1. Dec 8, 2016

### Frank Einstein

1. The problem statement, all variables and given/known data
Hi everybody. I am currently trinyg to solve the first exercice of the fifth chapter of R.R. Rogers book about cloud physics.

"Show that the vapor pressure in equilibrium over a pure water drop of radius r decreases with T if r<2σ/LρL.

2. Relevant equations

es(r)=es(r=infinite)*(2σ/rRvρLT).

This equation relates the vapor pressure of saturation of a drop of radius r and the one from a plain surface.
es is the vapor pressure, r is radius, σ is surface tension, Rv is the gas constant, ρL is density and T is temperature.

3. The attempt at a solution

As far as I understand, I have to derivate es(r) respect to T and see if the result is similar to the crtical radius which value is 2σ/RvρLTlnS.

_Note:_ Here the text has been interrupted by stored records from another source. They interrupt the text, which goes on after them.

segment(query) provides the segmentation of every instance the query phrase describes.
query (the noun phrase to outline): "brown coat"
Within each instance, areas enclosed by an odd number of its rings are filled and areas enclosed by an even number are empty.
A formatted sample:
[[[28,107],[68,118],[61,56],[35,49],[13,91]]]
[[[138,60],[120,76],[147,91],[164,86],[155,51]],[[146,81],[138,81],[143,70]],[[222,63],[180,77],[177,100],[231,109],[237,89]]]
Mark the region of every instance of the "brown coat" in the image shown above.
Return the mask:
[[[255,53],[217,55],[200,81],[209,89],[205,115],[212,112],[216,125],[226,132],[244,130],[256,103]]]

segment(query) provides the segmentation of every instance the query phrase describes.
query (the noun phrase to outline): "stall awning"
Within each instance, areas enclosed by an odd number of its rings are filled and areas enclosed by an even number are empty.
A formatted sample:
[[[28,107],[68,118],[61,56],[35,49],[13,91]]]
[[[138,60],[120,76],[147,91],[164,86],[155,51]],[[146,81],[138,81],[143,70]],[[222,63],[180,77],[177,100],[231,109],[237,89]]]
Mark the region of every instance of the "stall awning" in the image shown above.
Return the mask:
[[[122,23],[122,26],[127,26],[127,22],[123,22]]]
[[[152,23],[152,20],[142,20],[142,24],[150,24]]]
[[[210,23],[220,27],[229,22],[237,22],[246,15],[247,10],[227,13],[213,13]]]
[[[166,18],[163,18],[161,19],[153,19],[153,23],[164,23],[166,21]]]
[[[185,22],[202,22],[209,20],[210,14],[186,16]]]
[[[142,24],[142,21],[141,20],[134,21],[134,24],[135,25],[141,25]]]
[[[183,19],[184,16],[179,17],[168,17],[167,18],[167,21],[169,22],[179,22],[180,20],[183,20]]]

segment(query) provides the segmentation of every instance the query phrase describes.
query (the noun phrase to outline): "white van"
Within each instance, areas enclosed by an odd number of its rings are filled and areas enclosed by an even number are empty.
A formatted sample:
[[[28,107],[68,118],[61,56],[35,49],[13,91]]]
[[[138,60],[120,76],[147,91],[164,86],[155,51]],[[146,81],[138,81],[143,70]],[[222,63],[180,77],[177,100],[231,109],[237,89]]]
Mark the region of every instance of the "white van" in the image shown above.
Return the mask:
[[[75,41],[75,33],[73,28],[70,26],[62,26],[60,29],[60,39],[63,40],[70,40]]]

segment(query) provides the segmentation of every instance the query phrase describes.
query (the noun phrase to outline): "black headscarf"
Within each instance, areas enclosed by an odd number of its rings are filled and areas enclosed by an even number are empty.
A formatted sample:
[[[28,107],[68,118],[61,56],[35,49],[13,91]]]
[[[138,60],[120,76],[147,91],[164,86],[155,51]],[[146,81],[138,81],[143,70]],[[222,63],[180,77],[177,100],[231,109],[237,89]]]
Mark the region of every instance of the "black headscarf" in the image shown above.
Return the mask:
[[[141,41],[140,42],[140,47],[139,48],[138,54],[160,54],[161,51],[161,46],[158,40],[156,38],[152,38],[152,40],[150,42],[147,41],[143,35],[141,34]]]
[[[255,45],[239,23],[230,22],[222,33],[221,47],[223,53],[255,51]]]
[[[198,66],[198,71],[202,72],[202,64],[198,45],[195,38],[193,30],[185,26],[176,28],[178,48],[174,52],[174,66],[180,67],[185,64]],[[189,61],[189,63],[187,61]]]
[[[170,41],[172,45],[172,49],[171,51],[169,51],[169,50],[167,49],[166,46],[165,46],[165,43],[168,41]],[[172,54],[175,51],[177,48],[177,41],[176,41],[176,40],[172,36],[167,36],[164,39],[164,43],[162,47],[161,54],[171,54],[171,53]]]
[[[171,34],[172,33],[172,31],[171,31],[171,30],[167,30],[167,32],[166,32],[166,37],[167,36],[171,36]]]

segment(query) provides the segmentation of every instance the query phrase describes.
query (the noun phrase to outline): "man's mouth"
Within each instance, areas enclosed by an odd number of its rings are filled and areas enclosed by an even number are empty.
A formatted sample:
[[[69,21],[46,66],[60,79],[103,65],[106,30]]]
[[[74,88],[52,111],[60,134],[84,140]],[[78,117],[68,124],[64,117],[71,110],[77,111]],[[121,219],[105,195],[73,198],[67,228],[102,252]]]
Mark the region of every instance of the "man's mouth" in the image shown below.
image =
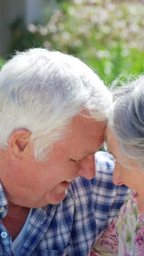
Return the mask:
[[[134,197],[136,197],[138,196],[138,194],[136,192],[136,191],[135,190],[135,189],[131,189],[132,190],[132,192],[133,193],[133,195],[134,196]]]
[[[65,182],[71,182],[73,180],[73,179],[65,179]]]

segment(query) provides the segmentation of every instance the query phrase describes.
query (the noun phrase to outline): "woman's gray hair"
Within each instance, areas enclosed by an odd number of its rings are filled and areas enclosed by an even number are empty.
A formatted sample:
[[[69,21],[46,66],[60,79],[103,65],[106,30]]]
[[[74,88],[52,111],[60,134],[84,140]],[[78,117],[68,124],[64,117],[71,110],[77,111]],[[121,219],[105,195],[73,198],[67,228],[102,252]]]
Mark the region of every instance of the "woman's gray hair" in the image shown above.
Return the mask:
[[[144,167],[144,75],[114,90],[107,117],[122,153]],[[117,83],[115,83],[116,84]]]
[[[10,133],[24,127],[41,160],[74,117],[87,109],[104,121],[111,102],[102,81],[78,59],[41,48],[17,53],[0,72],[0,148],[8,148]]]

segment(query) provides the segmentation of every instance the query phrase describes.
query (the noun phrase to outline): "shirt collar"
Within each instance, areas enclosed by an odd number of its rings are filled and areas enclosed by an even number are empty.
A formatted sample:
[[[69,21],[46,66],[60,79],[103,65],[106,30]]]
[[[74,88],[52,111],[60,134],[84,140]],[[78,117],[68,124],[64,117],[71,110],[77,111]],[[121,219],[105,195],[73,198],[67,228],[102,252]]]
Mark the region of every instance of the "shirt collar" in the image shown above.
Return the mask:
[[[8,201],[4,191],[2,183],[0,181],[0,208],[5,206],[8,203]]]

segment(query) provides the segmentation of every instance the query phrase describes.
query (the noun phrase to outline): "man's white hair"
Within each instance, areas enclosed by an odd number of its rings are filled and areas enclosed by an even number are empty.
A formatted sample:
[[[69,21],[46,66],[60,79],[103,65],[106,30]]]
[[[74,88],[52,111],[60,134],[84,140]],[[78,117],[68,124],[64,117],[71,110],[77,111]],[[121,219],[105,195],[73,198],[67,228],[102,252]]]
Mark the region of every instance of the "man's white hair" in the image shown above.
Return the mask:
[[[111,101],[102,81],[78,59],[41,48],[17,53],[0,72],[0,148],[8,148],[13,131],[26,128],[35,159],[44,160],[74,117],[87,109],[104,121]]]

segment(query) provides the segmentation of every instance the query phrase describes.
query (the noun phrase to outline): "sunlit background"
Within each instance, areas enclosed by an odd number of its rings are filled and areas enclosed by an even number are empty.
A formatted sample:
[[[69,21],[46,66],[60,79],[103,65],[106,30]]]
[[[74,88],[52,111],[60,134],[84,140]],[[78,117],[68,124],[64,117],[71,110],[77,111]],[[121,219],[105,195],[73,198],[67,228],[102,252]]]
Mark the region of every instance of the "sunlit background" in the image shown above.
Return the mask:
[[[143,1],[1,0],[0,10],[1,63],[44,47],[83,60],[106,84],[144,71]]]

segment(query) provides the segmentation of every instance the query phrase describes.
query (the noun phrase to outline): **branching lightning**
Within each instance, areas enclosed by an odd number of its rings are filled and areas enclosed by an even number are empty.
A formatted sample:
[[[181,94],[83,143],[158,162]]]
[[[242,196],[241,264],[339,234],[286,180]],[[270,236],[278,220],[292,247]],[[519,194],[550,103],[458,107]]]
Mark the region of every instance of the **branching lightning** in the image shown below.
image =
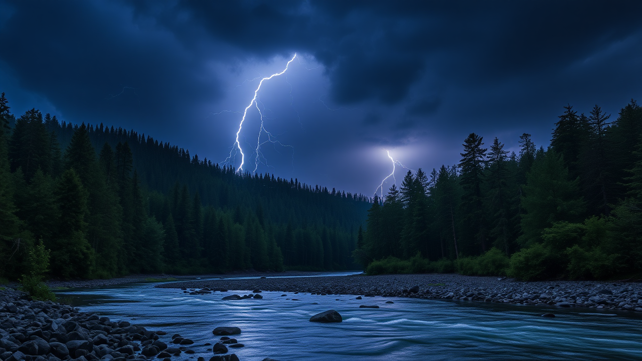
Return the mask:
[[[388,150],[387,149],[386,149],[385,151],[388,154],[388,157],[390,158],[390,161],[392,162],[392,172],[390,173],[388,175],[388,177],[386,177],[385,178],[384,178],[383,180],[381,180],[381,184],[379,184],[379,186],[377,187],[377,189],[374,190],[374,194],[376,195],[377,192],[379,191],[379,188],[381,188],[381,198],[383,198],[383,184],[387,182],[386,180],[388,180],[388,178],[390,178],[390,177],[392,177],[392,179],[394,180],[394,184],[397,184],[397,179],[395,178],[395,166],[401,166],[401,167],[402,167],[403,168],[407,169],[408,170],[412,170],[412,169],[410,169],[410,168],[406,167],[406,166],[402,164],[401,162],[400,162],[399,161],[394,160],[392,158],[392,156],[390,155],[390,150]]]
[[[250,101],[250,104],[248,105],[248,106],[246,107],[245,109],[243,110],[243,117],[241,118],[241,122],[239,123],[239,129],[236,132],[236,140],[235,140],[235,141],[234,143],[234,145],[232,146],[231,150],[230,150],[230,154],[229,154],[229,155],[225,160],[225,163],[229,162],[229,160],[230,159],[232,159],[235,155],[234,152],[235,152],[237,148],[238,148],[239,152],[241,153],[241,164],[239,166],[238,168],[236,170],[237,172],[240,172],[243,170],[243,164],[245,163],[245,154],[243,153],[243,149],[241,148],[241,143],[239,141],[239,136],[241,134],[241,130],[243,129],[243,123],[245,121],[245,117],[247,116],[247,111],[248,111],[248,110],[250,109],[250,107],[252,107],[252,105],[254,105],[256,107],[256,109],[259,110],[259,115],[261,116],[261,127],[259,129],[259,137],[258,137],[258,139],[257,140],[256,159],[256,161],[255,161],[256,166],[254,168],[254,172],[256,172],[256,170],[257,170],[257,168],[258,168],[258,163],[260,161],[260,157],[261,157],[261,155],[263,155],[263,154],[261,152],[261,145],[262,144],[265,144],[266,142],[270,141],[271,143],[276,143],[279,144],[281,145],[283,145],[281,144],[281,143],[279,142],[278,141],[273,141],[272,138],[274,137],[274,136],[272,134],[270,134],[269,132],[268,132],[267,130],[265,130],[265,127],[263,125],[263,112],[261,110],[261,109],[259,107],[259,105],[258,105],[258,103],[257,102],[257,96],[259,95],[259,91],[261,90],[261,85],[263,85],[263,82],[265,81],[265,80],[269,80],[270,79],[272,79],[272,78],[274,78],[275,76],[279,76],[279,75],[281,75],[284,74],[286,71],[288,71],[288,67],[290,66],[290,63],[291,63],[293,61],[294,61],[294,59],[296,57],[297,57],[297,54],[295,53],[294,56],[292,57],[292,58],[290,59],[290,61],[288,62],[288,64],[286,64],[285,69],[284,69],[282,71],[281,71],[280,73],[275,73],[274,74],[272,74],[270,76],[264,77],[264,78],[263,78],[261,80],[261,82],[259,82],[259,86],[257,87],[256,87],[256,90],[254,91],[254,97],[252,98],[252,100]],[[263,132],[265,132],[265,133],[268,135],[268,140],[264,141],[262,143],[261,142],[261,134],[262,134]]]

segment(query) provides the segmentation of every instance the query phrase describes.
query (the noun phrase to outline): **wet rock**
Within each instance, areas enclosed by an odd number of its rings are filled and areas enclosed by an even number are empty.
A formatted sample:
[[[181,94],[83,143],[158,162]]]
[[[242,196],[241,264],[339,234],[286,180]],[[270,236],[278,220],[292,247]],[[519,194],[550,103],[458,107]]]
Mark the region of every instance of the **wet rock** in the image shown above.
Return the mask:
[[[148,357],[151,357],[159,354],[159,349],[156,348],[156,346],[149,346],[143,348],[141,353]]]
[[[239,333],[241,333],[241,329],[238,327],[217,327],[214,329],[212,333],[217,336],[238,335]]]
[[[67,348],[67,345],[60,342],[49,342],[49,352],[56,357],[64,358],[69,354],[69,350]]]
[[[91,352],[94,349],[89,341],[85,340],[72,340],[65,345],[69,351],[69,355],[74,355],[78,349],[86,349],[87,352]]]
[[[220,342],[216,342],[212,348],[212,351],[214,353],[227,353],[227,347]]]
[[[232,353],[214,356],[210,358],[209,361],[239,361],[239,358],[236,354]]]
[[[341,315],[334,310],[329,310],[328,311],[325,311],[325,312],[317,313],[314,316],[310,317],[310,322],[312,322],[334,323],[340,322],[342,321],[343,320],[341,317]]]
[[[156,340],[152,344],[158,348],[160,351],[163,351],[167,348],[167,344],[161,341]]]

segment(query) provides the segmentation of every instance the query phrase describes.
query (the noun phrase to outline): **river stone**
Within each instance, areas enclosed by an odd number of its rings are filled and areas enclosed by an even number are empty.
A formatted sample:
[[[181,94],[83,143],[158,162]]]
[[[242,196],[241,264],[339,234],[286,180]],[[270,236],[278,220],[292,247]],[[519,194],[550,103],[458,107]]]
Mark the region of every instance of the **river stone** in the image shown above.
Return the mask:
[[[220,355],[213,357],[209,361],[239,361],[239,358],[236,354]]]
[[[49,344],[49,351],[55,357],[64,358],[69,354],[67,346],[60,342],[51,342]]]
[[[20,345],[20,347],[18,348],[18,351],[29,356],[37,356],[38,345],[36,344],[35,341],[27,341]]]
[[[221,342],[216,342],[214,344],[212,348],[212,351],[214,353],[227,353],[227,347],[225,345],[221,344]]]
[[[65,344],[67,346],[67,349],[69,350],[69,355],[74,355],[76,350],[79,348],[86,349],[88,352],[91,352],[94,348],[89,341],[85,340],[72,340]]]
[[[17,351],[12,354],[8,358],[4,361],[24,361],[27,359],[27,355],[19,351]]]
[[[341,315],[334,310],[330,310],[325,311],[325,312],[317,313],[314,316],[310,317],[310,322],[311,322],[333,323],[340,322],[342,321],[343,320],[343,318],[342,318]]]
[[[159,341],[157,340],[154,341],[154,342],[152,344],[158,348],[158,349],[160,351],[162,351],[167,348],[167,344],[162,341]]]
[[[212,333],[217,336],[238,335],[239,333],[241,333],[241,329],[238,327],[217,327],[214,329]]]

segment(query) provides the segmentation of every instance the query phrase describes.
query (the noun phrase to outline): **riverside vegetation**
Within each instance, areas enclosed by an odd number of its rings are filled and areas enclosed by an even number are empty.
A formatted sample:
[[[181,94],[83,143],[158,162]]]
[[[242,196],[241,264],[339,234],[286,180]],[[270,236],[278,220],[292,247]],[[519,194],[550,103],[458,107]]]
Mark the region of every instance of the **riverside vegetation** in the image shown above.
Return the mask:
[[[642,107],[611,123],[564,108],[546,150],[472,133],[458,164],[375,197],[354,253],[367,272],[642,278]]]
[[[0,279],[33,290],[44,276],[354,269],[370,205],[134,130],[17,118],[0,97]]]

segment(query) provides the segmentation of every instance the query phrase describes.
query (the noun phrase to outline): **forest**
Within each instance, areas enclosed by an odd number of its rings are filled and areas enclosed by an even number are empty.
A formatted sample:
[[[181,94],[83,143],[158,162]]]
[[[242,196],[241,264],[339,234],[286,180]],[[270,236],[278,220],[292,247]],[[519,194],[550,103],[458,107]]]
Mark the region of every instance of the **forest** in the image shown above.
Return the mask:
[[[471,133],[461,161],[375,198],[354,252],[369,274],[642,278],[642,107],[564,107],[550,146]]]
[[[0,279],[355,269],[370,205],[0,97]]]

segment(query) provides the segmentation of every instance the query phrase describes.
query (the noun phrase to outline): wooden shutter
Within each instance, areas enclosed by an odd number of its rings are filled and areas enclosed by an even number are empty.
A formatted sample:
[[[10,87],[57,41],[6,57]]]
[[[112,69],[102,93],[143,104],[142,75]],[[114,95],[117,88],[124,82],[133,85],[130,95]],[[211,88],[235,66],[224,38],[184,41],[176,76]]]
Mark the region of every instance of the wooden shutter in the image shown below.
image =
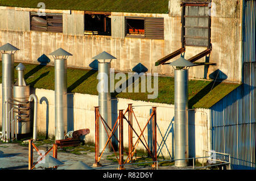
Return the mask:
[[[164,19],[146,18],[144,19],[145,38],[164,39]]]
[[[62,14],[46,14],[46,16],[39,16],[36,12],[31,12],[30,17],[30,30],[32,31],[63,32]]]

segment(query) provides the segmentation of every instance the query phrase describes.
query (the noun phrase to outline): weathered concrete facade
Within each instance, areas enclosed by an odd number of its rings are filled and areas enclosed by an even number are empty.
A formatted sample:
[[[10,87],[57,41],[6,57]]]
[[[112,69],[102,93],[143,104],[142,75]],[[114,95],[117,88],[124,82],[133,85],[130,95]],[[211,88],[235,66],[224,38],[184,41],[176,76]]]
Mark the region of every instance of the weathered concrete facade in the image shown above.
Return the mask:
[[[112,65],[116,70],[131,71],[141,63],[148,72],[173,76],[170,66],[155,66],[155,62],[181,47],[180,2],[180,0],[172,0],[169,14],[112,12],[112,36],[84,35],[83,11],[46,10],[46,12],[63,14],[63,33],[60,33],[30,31],[29,12],[37,12],[38,9],[0,7],[0,44],[9,42],[18,47],[22,50],[18,52],[16,60],[27,62],[37,63],[42,54],[48,56],[53,50],[62,47],[74,55],[68,61],[68,66],[89,68],[92,57],[105,50],[117,58],[118,61]],[[240,1],[214,0],[212,3],[216,6],[212,9],[215,14],[211,17],[212,50],[209,62],[217,65],[210,66],[209,69],[205,66],[191,68],[189,76],[209,78],[210,74],[219,70],[219,78],[240,82]],[[22,16],[23,18],[20,19]],[[125,16],[163,18],[164,40],[125,37]],[[191,58],[206,48],[186,46],[185,58]],[[52,57],[49,58],[53,64]],[[197,61],[205,62],[205,57]]]
[[[0,85],[0,88],[2,84]],[[55,134],[55,96],[54,91],[36,89],[35,93],[38,97],[38,132],[47,134],[50,137]],[[0,93],[0,100],[2,94]],[[131,103],[135,106],[134,111],[142,129],[148,120],[152,106],[156,106],[157,113],[157,150],[159,156],[173,158],[174,152],[174,105],[135,101],[126,99],[112,100],[112,121],[117,118],[117,110],[126,110]],[[136,107],[136,106],[139,106]],[[0,106],[1,107],[2,106]],[[82,94],[68,94],[68,131],[89,128],[90,133],[86,136],[86,141],[94,142],[94,106],[98,106],[98,96]],[[1,113],[2,108],[0,108]],[[209,150],[209,132],[210,131],[210,110],[197,109],[189,111],[189,157],[202,157],[203,150]],[[127,116],[126,115],[126,116]],[[123,121],[124,146],[128,147],[128,124]],[[0,124],[2,121],[0,121]],[[134,118],[133,126],[138,134],[139,128]],[[152,145],[150,125],[144,131],[144,136],[148,145]],[[134,142],[137,139],[135,133]],[[150,144],[151,142],[151,144]],[[138,149],[146,149],[141,143]]]

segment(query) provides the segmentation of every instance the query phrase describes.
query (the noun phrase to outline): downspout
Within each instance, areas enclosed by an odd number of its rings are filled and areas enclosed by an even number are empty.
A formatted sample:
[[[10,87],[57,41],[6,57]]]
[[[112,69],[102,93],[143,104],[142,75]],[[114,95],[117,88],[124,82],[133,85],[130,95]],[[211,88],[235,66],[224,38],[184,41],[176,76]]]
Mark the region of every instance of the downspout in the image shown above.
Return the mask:
[[[240,0],[239,49],[240,57],[240,82],[243,82],[243,6],[244,0]]]
[[[36,141],[37,137],[37,118],[38,114],[38,99],[36,95],[34,94],[30,94],[28,98],[28,101],[32,102],[34,100],[34,124],[33,124],[33,140]]]

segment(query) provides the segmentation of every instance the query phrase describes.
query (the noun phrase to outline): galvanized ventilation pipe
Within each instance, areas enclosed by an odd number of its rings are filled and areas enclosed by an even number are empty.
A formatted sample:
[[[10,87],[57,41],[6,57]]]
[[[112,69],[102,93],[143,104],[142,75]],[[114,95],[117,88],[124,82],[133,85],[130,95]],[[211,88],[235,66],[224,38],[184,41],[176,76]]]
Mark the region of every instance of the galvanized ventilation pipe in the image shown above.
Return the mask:
[[[25,66],[20,63],[16,67],[18,79],[13,87],[13,103],[18,111],[14,111],[14,117],[18,115],[19,121],[17,123],[18,134],[30,133],[30,104],[28,101],[30,96],[30,86],[27,86],[23,77]],[[16,104],[15,104],[16,103]],[[19,107],[18,104],[19,103]],[[27,108],[22,109],[22,108]]]
[[[33,140],[36,141],[38,136],[38,124],[37,124],[37,115],[38,115],[38,98],[35,94],[30,94],[28,98],[28,101],[32,102],[34,100],[34,123],[33,123]]]
[[[49,54],[55,60],[55,140],[67,133],[67,58],[72,54],[62,48]]]
[[[188,165],[188,70],[195,64],[180,57],[170,64],[176,66],[174,71],[174,137],[175,165]]]
[[[97,78],[99,80],[97,89],[98,92],[98,106],[100,114],[108,125],[112,129],[112,106],[111,106],[111,94],[110,91],[110,69],[111,61],[112,59],[116,59],[111,54],[107,52],[103,52],[101,53],[92,58],[97,60],[98,74]],[[99,60],[103,60],[100,61]],[[106,60],[109,61],[106,61]],[[109,61],[110,60],[110,61]],[[108,134],[110,135],[111,131],[108,129],[107,126],[104,125],[100,119],[99,123],[99,151],[101,152],[104,148],[105,145],[108,139]],[[104,151],[111,151],[111,148],[109,144],[106,147]]]
[[[14,84],[14,53],[19,50],[17,48],[9,43],[0,47],[0,52],[2,53],[2,107],[5,107],[5,102],[6,103],[6,111],[2,112],[2,138],[3,141],[8,141],[9,137],[6,137],[6,133],[9,128],[7,120],[5,118],[8,115],[6,112],[11,110],[11,106],[7,103],[7,99],[13,97]],[[6,128],[7,128],[6,130]]]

If I have understood correctly, none of the values in the expression of es depends on T, therefore d/dT=∂/∂T. If I derivate exp(a/T) I obtain -a*exp(a/T)/T2. This expression doesn't look like the one expressed in the upper paragraph.
Note: a=2σ/rRvρL

If someone could give me some guidance I would be extremley grateful.

2. Dec 8, 2016

### haruspex

What is L there (not the subscript, the other one)?
Are you saying svp does not depend on temperature? That would be a controversial claim.
For the question to make sense es(∞) must depend on temperature. You need to get two terms from the differentiation, one positive, one negative. Which wins will depend on whether r is above or below a threshold.

3. Dec 9, 2016

### Frank Einstein

L is the latent heat of evaporation.

In the book I can't find the value of es(r=infinite) so I just assumed that it didn't change.

4. Dec 9, 2016

### haruspex

Well, it must change, but I don't understand this equation:
Where did you get that from? It looks extremely unlikely to me. As r tends to infinity, the factor on the right after the asterisk should tend to 1.

5. Dec 9, 2016

### Frank Einstein

Is the equation 6.1 from the book A Short Course in Cloud Physics. It is in page 84. If you wish, you can find it here:
https://es.scribd.com/doc/293198948/A-Short-Course-in-Cloud-Physics-pdf

6. Dec 9, 2016

7. Dec 9, 2016

8. Dec 9, 2016

### haruspex

Last edited by a moderator: May 8, 2017
9. Dec 9, 2016

### Frank Einstein

I'm sorry. I didn't realize. I posted it in a hurry and I didn't realize. I apollogize for the inconvenience I have caused you.

But still I have the same problem that I started with. In the attempted solution, I derivate the propper expression and I don't find the anwser I seek.

Then If I have understood you correctly, I have to seek the expression of es(r=infinite) and try to add it to the derivate to try to obtain the expression of the crytical radius?

10. Dec 9, 2016

### haruspex

You would have to apply the product rule.
I tried working backwards from the thing to be proved and arrived at $e_s(\infty)=Ae^{-\frac L{R_vT}}$ for some constant A. I must say the curves I've seen for svp do not look much like that.

Edit: but it seems like it might follow by combining Clausius-Clapeyron with PV=nRT.
In the C-C equation, I guess you can take Δv as the V of the gas, since the liquid phase has almost no volume in comparison.

Last edited: Dec 9, 2016
11. Dec 10, 2016

### Frank Einstein

After some more thoght I think I can use Classius Clapeyro equation to solve this problem.

Thak you very much for the help

12. Dec 10, 2016

### haruspex

You are welcome.
I wrote earlier that the shape of y=e-1/x seemed wrong for the svp curve, but later I looked more carefully and realised it looks right in the small x region. The larger x regions are probably beyond the range of interest for engineers, so do not appear in published svp curves.
It is quite an interesting curve. Zero gradient at the origin, curving swiftly upwards, in a roughly circular arc, through a point of inflection, then levelling off to a horizontal asymptote.